I am an Indian citizen living in the US.
Part of 2017 I was living in the Canada. In Canada I was working for the US company's Canadian subsidiary.

I was vested some stocks as part of my benefits from the US company. As it was vested while I was working in Canada it was taxed in Canada. 

I also received a W2 for the same amount without any taxes being withheld.

Effectively I have a W2 over an amount which has already been taxed in Canada. And it is also reported in the T4 (Canadian equivalent of W2).

The question is - how do I report the income on my 1040? 
If I report it as a standard W2 income it is treated as US source income and I will be double taxed


Many Thanks.


----------



## Bevdeforges (Nov 16, 2007)

Receiving a W-2 means that you will need to report the amount involved on your US tax return.

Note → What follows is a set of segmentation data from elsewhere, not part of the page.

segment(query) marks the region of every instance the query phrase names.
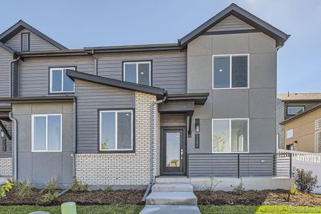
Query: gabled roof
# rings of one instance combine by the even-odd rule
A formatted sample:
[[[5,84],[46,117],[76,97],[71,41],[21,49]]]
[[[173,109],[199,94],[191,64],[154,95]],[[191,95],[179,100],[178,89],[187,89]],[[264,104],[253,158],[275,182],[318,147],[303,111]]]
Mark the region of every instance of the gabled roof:
[[[19,55],[17,51],[14,51],[14,49],[12,49],[11,48],[10,48],[7,45],[3,44],[1,41],[0,41],[0,47],[1,47],[2,49],[5,49],[6,51],[9,52],[12,55],[16,55],[16,56],[19,56]]]
[[[280,31],[272,25],[248,12],[245,9],[239,7],[236,4],[231,4],[225,9],[202,24],[195,30],[190,32],[181,39],[179,39],[179,43],[180,44],[181,48],[185,48],[187,46],[187,44],[230,15],[233,15],[243,21],[253,26],[256,29],[275,39],[276,46],[283,46],[285,41],[290,37],[290,35]]]
[[[66,74],[72,79],[77,78],[83,81],[90,81],[92,83],[105,85],[112,87],[116,87],[122,89],[156,95],[157,99],[162,98],[164,94],[167,93],[165,90],[160,88],[125,82],[97,75],[92,75],[79,71],[74,71],[72,70],[67,70]]]
[[[16,24],[15,24],[14,26],[10,27],[9,29],[7,29],[6,31],[0,34],[0,41],[3,43],[6,43],[8,40],[11,39],[14,36],[15,36],[16,34],[22,31],[23,29],[26,29],[28,31],[33,32],[33,34],[36,34],[41,39],[46,40],[48,43],[51,44],[52,45],[56,46],[60,50],[68,50],[66,47],[63,46],[62,44],[58,43],[57,41],[54,41],[53,39],[51,39],[48,36],[43,34],[32,26],[28,24],[27,23],[24,22],[22,20],[19,20]]]

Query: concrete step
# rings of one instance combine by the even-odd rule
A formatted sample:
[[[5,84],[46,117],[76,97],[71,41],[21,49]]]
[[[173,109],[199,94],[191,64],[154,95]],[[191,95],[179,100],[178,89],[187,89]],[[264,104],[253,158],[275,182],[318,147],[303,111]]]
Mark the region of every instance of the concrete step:
[[[153,192],[193,192],[193,186],[184,183],[158,183],[153,185]]]
[[[201,214],[197,206],[146,205],[140,214]]]
[[[192,192],[152,192],[146,205],[197,205],[197,198]]]

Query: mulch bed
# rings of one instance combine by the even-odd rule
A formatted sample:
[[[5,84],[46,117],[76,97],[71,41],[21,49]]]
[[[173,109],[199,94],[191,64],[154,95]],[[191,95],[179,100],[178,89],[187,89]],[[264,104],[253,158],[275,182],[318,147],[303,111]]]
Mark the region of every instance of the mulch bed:
[[[320,206],[321,195],[301,193],[290,195],[288,201],[288,190],[248,190],[241,195],[226,191],[194,191],[199,205],[294,205]]]
[[[58,191],[58,190],[57,190]],[[59,190],[61,191],[61,190]],[[65,202],[73,201],[77,205],[142,205],[142,199],[144,190],[92,190],[78,193],[68,192],[55,200],[52,203],[41,200],[43,195],[40,190],[33,189],[33,193],[26,197],[17,196],[13,191],[0,200],[0,205],[55,205]]]

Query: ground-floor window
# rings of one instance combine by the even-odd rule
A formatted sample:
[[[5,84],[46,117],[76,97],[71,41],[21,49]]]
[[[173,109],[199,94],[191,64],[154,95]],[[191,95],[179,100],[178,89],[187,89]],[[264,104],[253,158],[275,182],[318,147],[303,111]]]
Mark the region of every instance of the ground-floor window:
[[[32,116],[33,152],[61,151],[61,114]]]
[[[248,118],[213,119],[212,152],[248,152]]]
[[[132,110],[100,111],[100,151],[133,151],[133,127]]]

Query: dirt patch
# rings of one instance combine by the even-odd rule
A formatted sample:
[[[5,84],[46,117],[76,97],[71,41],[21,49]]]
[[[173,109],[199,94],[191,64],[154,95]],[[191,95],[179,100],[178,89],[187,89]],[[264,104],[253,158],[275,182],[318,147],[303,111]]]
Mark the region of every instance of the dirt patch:
[[[294,205],[320,206],[321,195],[297,193],[290,195],[288,201],[288,190],[248,190],[241,195],[226,191],[194,191],[199,205]]]
[[[61,190],[58,190],[61,191]],[[0,205],[54,205],[73,201],[77,205],[142,205],[141,200],[144,190],[92,190],[79,193],[68,192],[48,204],[41,200],[40,190],[33,189],[32,193],[23,198],[17,196],[13,191],[0,200]]]

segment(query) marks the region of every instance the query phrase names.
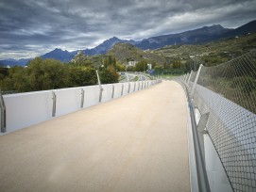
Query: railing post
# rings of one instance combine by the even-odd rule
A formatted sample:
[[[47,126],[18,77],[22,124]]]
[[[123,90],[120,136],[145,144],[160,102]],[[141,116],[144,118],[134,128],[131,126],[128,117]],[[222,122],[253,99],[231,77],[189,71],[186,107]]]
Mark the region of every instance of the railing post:
[[[1,90],[0,90],[0,108],[1,108],[1,132],[5,133],[7,132],[7,109]]]
[[[188,83],[189,83],[189,81],[190,81],[192,72],[193,72],[193,71],[191,71],[191,72],[190,72],[190,74],[189,74],[189,77],[188,77],[188,81],[186,82],[187,84],[188,84]]]
[[[114,95],[114,86],[112,85],[112,96],[111,96],[112,99],[113,99],[113,95]]]
[[[123,96],[124,93],[124,84],[122,84],[122,91],[121,91],[121,96]]]
[[[127,78],[128,78],[128,93],[129,93],[129,87],[130,87],[130,85],[129,85],[129,79],[128,79],[128,73],[127,73]]]
[[[99,75],[98,75],[98,71],[96,71],[96,74],[97,74],[98,87],[99,87],[99,98],[98,98],[98,103],[101,103],[103,88],[102,88],[102,87],[101,87],[101,83],[100,83],[100,79],[99,79]]]
[[[186,73],[185,79],[183,79],[184,82],[187,82],[188,75],[189,75],[189,72]]]
[[[83,108],[83,103],[84,103],[84,89],[81,88],[81,105],[80,105],[81,108]]]
[[[52,99],[53,99],[53,110],[52,110],[52,117],[56,116],[56,94],[55,92],[52,90]]]
[[[199,78],[199,74],[200,74],[200,72],[201,72],[202,67],[203,67],[203,65],[201,64],[200,67],[199,67],[199,69],[198,69],[198,71],[197,71],[197,73],[196,73],[195,82],[194,82],[194,84],[193,84],[192,91],[191,91],[191,97],[192,97],[192,98],[194,98],[197,80],[198,80],[198,78]]]

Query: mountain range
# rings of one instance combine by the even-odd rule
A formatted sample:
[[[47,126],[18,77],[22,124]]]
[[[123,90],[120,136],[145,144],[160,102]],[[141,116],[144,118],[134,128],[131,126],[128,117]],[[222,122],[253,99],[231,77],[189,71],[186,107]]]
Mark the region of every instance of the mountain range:
[[[227,39],[252,32],[256,32],[256,20],[249,22],[235,29],[224,28],[220,24],[214,24],[212,26],[204,26],[201,28],[177,34],[168,34],[151,37],[138,41],[132,40],[120,40],[116,37],[113,37],[103,41],[101,44],[93,49],[77,50],[74,52],[63,51],[61,49],[55,49],[49,53],[46,53],[43,56],[41,56],[41,57],[43,59],[54,58],[57,60],[60,60],[61,62],[69,62],[77,54],[78,51],[81,51],[84,55],[87,56],[106,54],[108,50],[110,50],[114,44],[118,42],[129,43],[142,50],[147,49],[152,50],[173,44],[204,43],[212,40]],[[0,65],[25,66],[30,59],[31,58],[19,60],[14,59],[0,60]]]

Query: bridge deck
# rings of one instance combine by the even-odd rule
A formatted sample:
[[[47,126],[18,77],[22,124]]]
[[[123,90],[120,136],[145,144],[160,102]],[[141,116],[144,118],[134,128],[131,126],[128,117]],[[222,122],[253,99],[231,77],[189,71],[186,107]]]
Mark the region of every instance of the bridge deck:
[[[182,88],[162,83],[0,136],[1,191],[190,191]]]

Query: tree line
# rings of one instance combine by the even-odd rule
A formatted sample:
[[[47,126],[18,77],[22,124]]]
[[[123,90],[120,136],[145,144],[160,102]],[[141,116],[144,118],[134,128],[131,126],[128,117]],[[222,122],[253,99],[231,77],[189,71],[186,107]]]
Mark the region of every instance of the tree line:
[[[76,57],[75,57],[76,59]],[[88,60],[62,63],[55,59],[35,57],[27,66],[0,70],[2,91],[27,92],[97,84],[96,70],[102,84],[117,83],[119,74],[111,60],[103,60],[106,66],[96,69]]]

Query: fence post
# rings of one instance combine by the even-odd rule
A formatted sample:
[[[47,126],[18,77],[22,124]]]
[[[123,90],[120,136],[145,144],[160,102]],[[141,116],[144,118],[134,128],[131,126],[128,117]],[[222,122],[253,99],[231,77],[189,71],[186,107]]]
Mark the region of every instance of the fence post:
[[[81,88],[81,105],[80,105],[81,108],[83,108],[83,103],[84,103],[84,89]]]
[[[114,86],[112,85],[112,96],[111,96],[112,99],[113,99],[113,95],[114,95]]]
[[[189,72],[187,72],[187,73],[186,73],[186,76],[185,76],[184,82],[187,82],[188,75],[189,75]]]
[[[199,67],[199,69],[198,69],[198,71],[197,71],[197,73],[196,73],[195,82],[194,82],[193,87],[192,87],[192,91],[191,91],[191,97],[192,97],[192,98],[194,98],[197,80],[198,80],[198,78],[199,78],[199,74],[200,74],[202,66],[203,66],[203,65],[201,64],[200,67]]]
[[[5,133],[7,132],[7,109],[1,90],[0,90],[0,108],[1,108],[1,132]]]
[[[55,92],[52,90],[52,99],[53,99],[53,110],[52,110],[52,117],[56,116],[56,94]]]
[[[98,71],[96,71],[96,74],[97,74],[97,80],[98,80],[98,86],[99,86],[99,98],[98,98],[98,102],[101,103],[103,88],[101,87],[101,83],[100,83],[100,79],[99,79],[99,75],[98,75]]]
[[[129,79],[128,79],[128,73],[127,73],[127,78],[128,78],[128,93],[129,93],[129,87],[130,87],[130,85],[129,85]]]
[[[122,91],[121,91],[121,96],[123,96],[124,93],[124,84],[122,84]]]
[[[187,84],[188,84],[188,83],[189,83],[189,81],[190,81],[192,72],[193,72],[193,70],[190,72],[190,74],[189,74],[189,77],[188,77],[188,81],[186,82]]]

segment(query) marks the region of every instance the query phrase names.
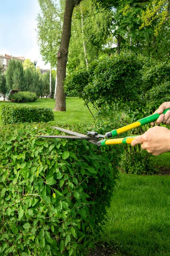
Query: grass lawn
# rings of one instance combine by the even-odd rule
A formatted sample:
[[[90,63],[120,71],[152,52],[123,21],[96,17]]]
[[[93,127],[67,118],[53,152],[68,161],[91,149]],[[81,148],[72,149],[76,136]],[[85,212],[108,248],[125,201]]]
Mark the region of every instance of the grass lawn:
[[[170,184],[170,175],[121,173],[102,242],[120,256],[169,256]]]
[[[54,109],[55,100],[38,99],[24,104]],[[0,107],[4,104],[14,104],[0,102]],[[92,106],[89,106],[95,114]],[[53,124],[85,124],[94,121],[81,99],[67,97],[66,108],[66,112],[54,112]],[[170,169],[170,152],[153,157],[152,160],[158,168]],[[170,175],[120,173],[120,176],[108,209],[101,243],[108,243],[116,248],[117,252],[113,255],[170,256]]]
[[[0,107],[4,104],[21,105],[38,105],[42,107],[51,108],[54,109],[55,100],[53,99],[38,99],[34,102],[27,103],[13,103],[10,102],[0,102]],[[93,114],[95,110],[91,105],[89,107]],[[84,105],[82,100],[76,97],[66,97],[66,111],[54,111],[55,116],[55,124],[65,124],[70,125],[75,123],[89,123],[94,121],[92,115],[86,106]]]

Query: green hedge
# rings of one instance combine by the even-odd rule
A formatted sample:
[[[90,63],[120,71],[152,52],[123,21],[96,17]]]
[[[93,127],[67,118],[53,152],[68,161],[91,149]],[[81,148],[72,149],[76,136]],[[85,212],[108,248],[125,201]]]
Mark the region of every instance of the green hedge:
[[[34,102],[37,99],[35,93],[30,92],[18,92],[16,93],[10,94],[8,96],[9,100],[14,102],[24,103]]]
[[[0,256],[85,256],[98,238],[122,147],[34,136],[47,134],[56,131],[0,128]]]
[[[4,125],[18,122],[48,122],[54,119],[52,109],[37,106],[6,105],[2,107]]]

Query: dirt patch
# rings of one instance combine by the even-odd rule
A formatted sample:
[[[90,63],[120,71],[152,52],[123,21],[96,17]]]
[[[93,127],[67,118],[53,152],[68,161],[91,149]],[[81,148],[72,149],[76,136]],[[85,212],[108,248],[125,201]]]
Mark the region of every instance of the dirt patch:
[[[116,256],[118,255],[114,249],[97,246],[95,250],[91,252],[89,256],[112,256],[112,255]]]

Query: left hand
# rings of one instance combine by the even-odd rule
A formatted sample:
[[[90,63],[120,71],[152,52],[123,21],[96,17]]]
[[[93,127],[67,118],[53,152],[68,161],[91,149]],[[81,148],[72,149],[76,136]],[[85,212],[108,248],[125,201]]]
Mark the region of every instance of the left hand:
[[[165,127],[154,126],[144,134],[137,136],[131,145],[142,144],[142,149],[155,156],[170,151],[170,130]]]

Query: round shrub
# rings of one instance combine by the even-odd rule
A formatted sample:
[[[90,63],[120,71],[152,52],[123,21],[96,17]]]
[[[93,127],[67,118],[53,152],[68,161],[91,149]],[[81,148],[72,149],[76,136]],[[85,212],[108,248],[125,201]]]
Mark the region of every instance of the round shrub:
[[[35,136],[56,132],[42,123],[0,128],[1,256],[85,256],[97,237],[122,147]]]
[[[2,120],[3,125],[18,122],[47,122],[54,120],[50,108],[25,105],[4,105],[2,107]]]
[[[30,92],[18,92],[14,94],[10,94],[8,96],[9,100],[14,102],[24,103],[34,102],[37,97],[34,93]]]

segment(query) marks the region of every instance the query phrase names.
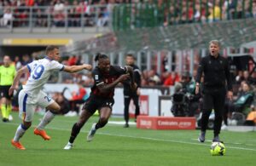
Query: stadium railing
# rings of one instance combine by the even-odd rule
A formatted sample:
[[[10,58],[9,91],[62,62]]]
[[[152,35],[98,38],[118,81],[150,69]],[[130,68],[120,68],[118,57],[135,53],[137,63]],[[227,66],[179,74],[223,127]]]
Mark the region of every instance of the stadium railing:
[[[0,18],[0,29],[9,32],[15,28],[27,29],[29,32],[44,29],[50,32],[58,28],[64,30],[61,32],[68,32],[70,29],[84,32],[88,27],[94,27],[95,31],[101,31],[101,27],[109,28],[111,8],[108,5],[90,5],[86,9],[82,6],[81,10],[77,8],[80,7],[65,6],[61,10],[55,10],[54,6],[8,7]],[[11,14],[11,19],[4,19],[7,12]]]
[[[215,22],[255,17],[253,0],[168,0],[122,4],[113,9],[113,30]]]

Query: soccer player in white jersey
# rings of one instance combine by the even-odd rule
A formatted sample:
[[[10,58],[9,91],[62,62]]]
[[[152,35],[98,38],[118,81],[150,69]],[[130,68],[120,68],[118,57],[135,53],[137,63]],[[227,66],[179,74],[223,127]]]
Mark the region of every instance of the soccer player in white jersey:
[[[14,90],[18,89],[20,76],[25,72],[30,72],[30,77],[24,89],[19,94],[20,117],[23,121],[18,127],[15,136],[11,141],[15,147],[20,150],[25,150],[25,147],[20,143],[19,140],[31,126],[37,106],[45,107],[47,112],[41,123],[34,129],[34,134],[47,140],[50,139],[44,129],[55,117],[55,114],[60,111],[60,106],[41,89],[52,72],[76,72],[84,69],[91,70],[91,66],[86,64],[72,66],[60,64],[58,60],[61,57],[57,46],[48,46],[45,52],[46,57],[44,59],[34,60],[17,72],[9,91],[9,94],[13,94]]]

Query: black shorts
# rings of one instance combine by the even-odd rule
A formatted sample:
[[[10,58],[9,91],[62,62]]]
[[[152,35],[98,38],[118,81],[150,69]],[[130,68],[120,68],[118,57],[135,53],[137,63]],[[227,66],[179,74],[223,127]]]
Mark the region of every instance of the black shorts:
[[[102,107],[108,107],[112,110],[114,104],[113,98],[102,98],[98,96],[90,96],[84,104],[83,110],[94,114],[96,110],[101,110]]]
[[[9,89],[10,85],[1,85],[0,86],[0,98],[5,97],[8,100],[10,100],[13,95],[9,94]]]

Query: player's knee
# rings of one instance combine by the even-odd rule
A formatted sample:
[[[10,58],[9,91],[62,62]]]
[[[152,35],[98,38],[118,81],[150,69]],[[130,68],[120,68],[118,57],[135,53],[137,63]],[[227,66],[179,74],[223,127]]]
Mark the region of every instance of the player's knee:
[[[101,122],[102,125],[107,124],[108,123],[108,119],[107,117],[102,117],[100,118],[100,122]]]
[[[59,105],[56,106],[56,112],[60,112],[61,111],[61,106]]]

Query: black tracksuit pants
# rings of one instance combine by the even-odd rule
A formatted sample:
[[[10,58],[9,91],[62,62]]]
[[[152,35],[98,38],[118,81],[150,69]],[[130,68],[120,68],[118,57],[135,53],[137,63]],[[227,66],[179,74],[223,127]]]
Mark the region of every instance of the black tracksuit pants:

If the amount was already taxed in Canada, you should then claim the Foreign Tax Credit (form 1116) to credit the Canadian taxes paid. If the Canadian tax is less than the US tax on the amount, you'll have to pay the difference. If the Canadian tax is more than the US tax, you'll have a carry over credit to be used next year on your US taxes.
Cheers,
Bev


----------



## cheenus (Apr 5, 2018)

Thanks for responding to my question. 
I am still confused. The amount on the W2 is already included in my 1040 under foreign income. As it is a part of my T4 (Canadian equivalent of W2) and it was taxed in Canada. By including the amount under W2 the said amount will be calculated twice and my income will be more than what I actually received.

Also the Canada tax paid is higher than US tax and it reported in Canada. However since W2 does not show any tax withheld once it’s included in 1040 I am being double taxed on the income.

Could you tell me if I have a way to fix this


----------



## Moulard (Feb 3, 2017)

Not familiar with the US-Canada dual tax treaty... but that said, I expect the following to apply... If you were a tax resident of Canada then Canada will have primary taxing rights over the income.

When you file your US tax return you can use Form 1116 to claim a Foreign tax credit to offset some or all of the US taxes owed on the income.

A very simplistic example...

Say you earned 1000 as a resident in Canada. As a Resident you pay 200 tax to the CRA.
As a US citizen you also report the 1000 to the IRS owe 150 tax to the IRS.

Using Form 1116 you can reduce the US tax owed by up to 150 and carry over the extra 50 for up to the next 10 years.

Turning the tax numbers around, you would only owe the IRS 50.

Pub 514 is your friend...

https://www.irs.gov/pub/irs-pdf/p514.pdf


----------